Sunday Times



Open­ing lead — five of clubs.

When a slam is bid, the dif­fer­ence be­tween mak­ing it and los­ing it or­di­nar­ily ranges from 1,000 to 1,800 points, de­pend­ing on vul­ner­a­bil­ity. Slams there­fore are wor­thy of the clos­est pos­si­ble at­ten­tion by both sides.

Con­sis­tent with the im­por­tance of slam hands, there are sev­eral de­fen­sive weapons that help to in­crease the chance of de­feat­ing an op­pos­ing slam.

One of these stip­u­lates that when a de­fender not on lead dou­bles a slam vol­un­tar­ily reached by the op­po­si­tion, he is di­rect­ing his part­ner to lead, or some­times not to lead, a spe­cific suit.

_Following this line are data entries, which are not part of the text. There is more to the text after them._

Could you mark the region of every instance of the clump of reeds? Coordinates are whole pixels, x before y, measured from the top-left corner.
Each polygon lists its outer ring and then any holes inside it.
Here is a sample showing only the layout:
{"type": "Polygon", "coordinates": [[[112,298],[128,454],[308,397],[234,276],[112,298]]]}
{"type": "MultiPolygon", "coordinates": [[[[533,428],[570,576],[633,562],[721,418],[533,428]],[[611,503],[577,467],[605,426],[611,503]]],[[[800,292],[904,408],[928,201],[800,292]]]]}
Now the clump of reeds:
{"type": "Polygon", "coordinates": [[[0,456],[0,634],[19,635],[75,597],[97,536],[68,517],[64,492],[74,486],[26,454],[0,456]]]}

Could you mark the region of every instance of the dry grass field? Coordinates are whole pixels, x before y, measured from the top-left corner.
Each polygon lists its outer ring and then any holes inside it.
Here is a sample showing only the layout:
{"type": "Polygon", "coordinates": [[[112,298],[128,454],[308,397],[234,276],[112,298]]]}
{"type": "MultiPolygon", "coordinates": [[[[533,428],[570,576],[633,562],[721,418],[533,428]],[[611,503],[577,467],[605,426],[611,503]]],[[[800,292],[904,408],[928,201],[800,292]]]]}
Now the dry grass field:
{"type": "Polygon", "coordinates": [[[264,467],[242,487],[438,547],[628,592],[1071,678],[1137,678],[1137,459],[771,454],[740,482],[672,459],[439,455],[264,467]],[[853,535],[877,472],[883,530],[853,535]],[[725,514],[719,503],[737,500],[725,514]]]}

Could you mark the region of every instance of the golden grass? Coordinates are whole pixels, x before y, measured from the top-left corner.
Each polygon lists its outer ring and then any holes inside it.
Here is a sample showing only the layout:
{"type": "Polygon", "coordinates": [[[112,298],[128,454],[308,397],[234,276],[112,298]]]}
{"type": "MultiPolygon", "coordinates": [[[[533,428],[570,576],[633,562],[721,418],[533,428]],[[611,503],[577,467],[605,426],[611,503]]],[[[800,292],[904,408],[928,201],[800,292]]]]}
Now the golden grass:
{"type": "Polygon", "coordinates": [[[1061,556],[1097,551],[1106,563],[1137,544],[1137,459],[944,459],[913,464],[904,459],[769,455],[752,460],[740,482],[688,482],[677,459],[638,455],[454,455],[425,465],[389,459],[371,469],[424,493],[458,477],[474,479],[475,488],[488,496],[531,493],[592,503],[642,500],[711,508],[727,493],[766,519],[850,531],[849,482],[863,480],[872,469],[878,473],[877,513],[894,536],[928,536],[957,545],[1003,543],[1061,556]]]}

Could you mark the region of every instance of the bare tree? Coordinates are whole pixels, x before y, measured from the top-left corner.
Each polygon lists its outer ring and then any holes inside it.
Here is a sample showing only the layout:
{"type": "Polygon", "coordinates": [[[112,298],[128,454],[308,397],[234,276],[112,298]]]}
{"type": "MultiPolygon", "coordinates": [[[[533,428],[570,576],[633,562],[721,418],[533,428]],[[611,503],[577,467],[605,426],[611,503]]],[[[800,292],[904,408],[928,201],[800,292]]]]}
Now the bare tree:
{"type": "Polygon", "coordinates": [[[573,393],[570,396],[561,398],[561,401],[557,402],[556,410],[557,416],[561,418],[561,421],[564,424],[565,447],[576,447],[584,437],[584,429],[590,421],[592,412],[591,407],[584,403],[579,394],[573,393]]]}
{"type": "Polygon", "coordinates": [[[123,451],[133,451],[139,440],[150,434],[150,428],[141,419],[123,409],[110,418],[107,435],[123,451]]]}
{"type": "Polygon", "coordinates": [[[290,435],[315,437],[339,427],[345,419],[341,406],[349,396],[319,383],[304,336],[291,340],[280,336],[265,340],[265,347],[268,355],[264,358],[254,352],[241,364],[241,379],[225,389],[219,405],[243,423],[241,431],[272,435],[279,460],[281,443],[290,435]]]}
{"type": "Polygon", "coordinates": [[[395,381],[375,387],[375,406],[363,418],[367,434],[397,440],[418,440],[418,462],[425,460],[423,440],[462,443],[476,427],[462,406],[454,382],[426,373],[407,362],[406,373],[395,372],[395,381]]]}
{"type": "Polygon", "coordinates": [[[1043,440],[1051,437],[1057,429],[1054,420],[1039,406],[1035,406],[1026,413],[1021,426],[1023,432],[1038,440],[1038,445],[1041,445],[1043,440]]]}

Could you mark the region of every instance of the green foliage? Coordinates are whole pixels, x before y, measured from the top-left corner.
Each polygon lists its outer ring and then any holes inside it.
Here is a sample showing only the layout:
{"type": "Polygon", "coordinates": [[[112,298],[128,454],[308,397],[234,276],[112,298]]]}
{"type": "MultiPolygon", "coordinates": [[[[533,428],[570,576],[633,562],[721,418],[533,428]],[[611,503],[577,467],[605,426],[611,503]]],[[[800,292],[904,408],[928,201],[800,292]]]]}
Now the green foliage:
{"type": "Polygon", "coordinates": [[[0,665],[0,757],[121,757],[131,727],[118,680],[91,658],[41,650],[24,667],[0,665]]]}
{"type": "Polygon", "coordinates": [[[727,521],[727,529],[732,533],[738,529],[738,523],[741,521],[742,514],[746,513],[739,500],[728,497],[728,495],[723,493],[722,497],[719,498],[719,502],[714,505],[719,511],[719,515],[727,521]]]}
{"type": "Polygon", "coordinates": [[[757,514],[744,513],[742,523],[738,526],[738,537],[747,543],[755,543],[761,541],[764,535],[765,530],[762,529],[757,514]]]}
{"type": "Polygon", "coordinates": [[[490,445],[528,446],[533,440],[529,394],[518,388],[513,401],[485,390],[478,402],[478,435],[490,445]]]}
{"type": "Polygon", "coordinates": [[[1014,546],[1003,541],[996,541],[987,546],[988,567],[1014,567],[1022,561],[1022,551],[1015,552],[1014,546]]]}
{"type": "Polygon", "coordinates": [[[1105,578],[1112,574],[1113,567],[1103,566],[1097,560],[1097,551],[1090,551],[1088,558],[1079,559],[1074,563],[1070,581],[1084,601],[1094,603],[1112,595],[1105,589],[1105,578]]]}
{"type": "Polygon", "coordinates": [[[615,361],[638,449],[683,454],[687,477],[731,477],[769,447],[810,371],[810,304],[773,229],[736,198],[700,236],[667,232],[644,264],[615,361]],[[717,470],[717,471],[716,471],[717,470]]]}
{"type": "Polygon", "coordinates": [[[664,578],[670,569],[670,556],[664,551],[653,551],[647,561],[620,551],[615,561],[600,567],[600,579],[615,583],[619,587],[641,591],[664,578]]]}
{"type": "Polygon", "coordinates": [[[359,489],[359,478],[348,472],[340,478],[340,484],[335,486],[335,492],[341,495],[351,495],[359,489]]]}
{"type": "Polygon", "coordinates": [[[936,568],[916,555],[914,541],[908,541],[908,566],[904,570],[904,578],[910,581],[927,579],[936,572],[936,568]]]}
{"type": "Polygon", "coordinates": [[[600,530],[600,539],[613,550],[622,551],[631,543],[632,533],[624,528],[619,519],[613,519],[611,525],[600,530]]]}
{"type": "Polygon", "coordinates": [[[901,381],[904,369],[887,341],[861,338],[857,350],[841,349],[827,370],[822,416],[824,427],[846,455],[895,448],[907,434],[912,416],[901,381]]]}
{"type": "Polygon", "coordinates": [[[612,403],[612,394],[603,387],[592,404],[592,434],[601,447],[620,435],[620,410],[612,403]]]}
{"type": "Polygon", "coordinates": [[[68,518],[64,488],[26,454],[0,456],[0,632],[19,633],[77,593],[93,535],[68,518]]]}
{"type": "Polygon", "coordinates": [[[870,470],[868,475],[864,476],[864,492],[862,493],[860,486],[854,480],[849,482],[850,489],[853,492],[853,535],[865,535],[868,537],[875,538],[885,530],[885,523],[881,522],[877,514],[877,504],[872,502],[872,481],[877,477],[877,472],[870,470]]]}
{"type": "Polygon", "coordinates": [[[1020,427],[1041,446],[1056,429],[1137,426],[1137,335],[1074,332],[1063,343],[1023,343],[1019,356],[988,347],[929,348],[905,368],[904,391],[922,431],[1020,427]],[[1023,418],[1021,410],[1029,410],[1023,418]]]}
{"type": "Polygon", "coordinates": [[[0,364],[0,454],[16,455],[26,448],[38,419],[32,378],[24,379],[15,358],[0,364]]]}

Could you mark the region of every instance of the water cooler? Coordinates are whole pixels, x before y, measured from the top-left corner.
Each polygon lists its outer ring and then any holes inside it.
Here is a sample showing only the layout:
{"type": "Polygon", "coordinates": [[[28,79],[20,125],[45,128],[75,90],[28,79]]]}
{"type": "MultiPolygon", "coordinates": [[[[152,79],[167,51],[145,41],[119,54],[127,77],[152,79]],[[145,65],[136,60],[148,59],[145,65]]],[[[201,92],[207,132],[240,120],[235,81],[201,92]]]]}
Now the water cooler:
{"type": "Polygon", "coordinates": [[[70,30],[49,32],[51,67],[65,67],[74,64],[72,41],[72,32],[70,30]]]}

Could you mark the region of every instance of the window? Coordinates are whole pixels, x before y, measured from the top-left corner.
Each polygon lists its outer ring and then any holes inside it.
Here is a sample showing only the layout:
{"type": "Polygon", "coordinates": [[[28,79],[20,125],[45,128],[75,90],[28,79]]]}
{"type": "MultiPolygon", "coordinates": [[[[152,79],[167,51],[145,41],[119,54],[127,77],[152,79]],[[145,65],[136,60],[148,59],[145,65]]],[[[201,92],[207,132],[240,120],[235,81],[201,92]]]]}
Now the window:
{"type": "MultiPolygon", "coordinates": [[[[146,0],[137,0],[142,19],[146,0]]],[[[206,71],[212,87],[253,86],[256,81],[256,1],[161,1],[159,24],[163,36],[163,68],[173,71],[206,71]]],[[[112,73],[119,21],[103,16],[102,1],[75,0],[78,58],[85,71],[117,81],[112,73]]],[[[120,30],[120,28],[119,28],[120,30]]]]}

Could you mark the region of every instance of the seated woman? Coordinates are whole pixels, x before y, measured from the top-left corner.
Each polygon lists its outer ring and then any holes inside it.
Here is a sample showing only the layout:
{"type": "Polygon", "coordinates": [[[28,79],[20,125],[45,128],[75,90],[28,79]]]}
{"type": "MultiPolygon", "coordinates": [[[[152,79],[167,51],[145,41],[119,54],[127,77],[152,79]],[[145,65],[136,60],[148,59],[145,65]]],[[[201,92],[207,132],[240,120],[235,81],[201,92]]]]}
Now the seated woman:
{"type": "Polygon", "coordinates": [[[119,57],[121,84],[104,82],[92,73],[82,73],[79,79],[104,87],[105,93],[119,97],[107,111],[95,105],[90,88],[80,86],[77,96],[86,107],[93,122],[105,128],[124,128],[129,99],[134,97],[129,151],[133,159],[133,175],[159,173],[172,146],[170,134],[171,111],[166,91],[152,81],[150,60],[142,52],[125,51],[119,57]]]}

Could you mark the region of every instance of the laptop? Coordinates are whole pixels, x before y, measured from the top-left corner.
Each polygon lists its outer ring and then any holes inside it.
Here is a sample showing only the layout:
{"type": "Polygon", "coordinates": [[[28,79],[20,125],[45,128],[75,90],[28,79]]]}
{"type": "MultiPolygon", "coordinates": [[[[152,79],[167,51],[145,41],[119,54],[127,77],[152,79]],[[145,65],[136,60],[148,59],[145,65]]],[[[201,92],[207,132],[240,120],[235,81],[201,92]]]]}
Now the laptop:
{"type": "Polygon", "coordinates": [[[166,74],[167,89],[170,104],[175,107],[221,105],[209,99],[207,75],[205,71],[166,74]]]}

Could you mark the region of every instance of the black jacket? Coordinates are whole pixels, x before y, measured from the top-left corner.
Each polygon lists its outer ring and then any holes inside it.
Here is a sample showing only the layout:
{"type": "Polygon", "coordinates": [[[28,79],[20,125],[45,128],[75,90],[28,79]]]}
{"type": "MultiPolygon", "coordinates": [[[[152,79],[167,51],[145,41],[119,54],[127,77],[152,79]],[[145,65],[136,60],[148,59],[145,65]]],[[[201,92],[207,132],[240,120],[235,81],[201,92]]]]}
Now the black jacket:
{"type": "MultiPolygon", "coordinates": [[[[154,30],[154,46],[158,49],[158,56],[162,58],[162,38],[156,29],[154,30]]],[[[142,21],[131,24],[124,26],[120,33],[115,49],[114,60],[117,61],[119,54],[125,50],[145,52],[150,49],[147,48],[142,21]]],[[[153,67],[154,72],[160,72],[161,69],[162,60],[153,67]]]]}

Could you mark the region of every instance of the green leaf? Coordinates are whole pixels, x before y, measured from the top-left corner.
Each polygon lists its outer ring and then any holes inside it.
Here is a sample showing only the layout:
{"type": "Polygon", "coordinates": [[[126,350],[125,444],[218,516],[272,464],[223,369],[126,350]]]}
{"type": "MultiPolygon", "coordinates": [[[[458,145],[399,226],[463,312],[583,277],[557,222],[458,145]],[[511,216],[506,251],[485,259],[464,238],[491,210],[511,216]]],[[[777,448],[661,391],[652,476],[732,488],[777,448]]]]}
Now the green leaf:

The ad­van­tage of this con­ven­tion is il­lus­trated by to­day’s deal. South makes the slam if West leads a heart, the suit East bid. But East’s dou­ble for­bids the nor­mal heart lead and calls for an unusual lead. It is not dif­fi­cult for West, with six cards in the suit dummy has bid, to de­duce that the rea­son for East’s dou­ble is that he can ruff a club.

So West leads a club, East ruffs, and East then cashes a heart to put the con­tract down one — 200 points. With a heart lead, South would score 1,660 points.

It is true that by us­ing such a con­ven­tion, the de­fend­ers might oc­ca­sion­ally lose an ex­tra 50 or 100 points they could have gained by dou­bling a slam. But this oc­ca­sional loss is a mighty cheap price to pay for de­feat­ing other slams that would oth­er­wise come rolling home.

The open­ing leader usu­ally has no trou­ble de­duc­ing which suit his part­ner wants led. Most im­por­tant of all, he is barred from lead­ing the suit his side has bid. Of the two side suits left, the leader’s hand will nearly al­ways tell him where to at­tack.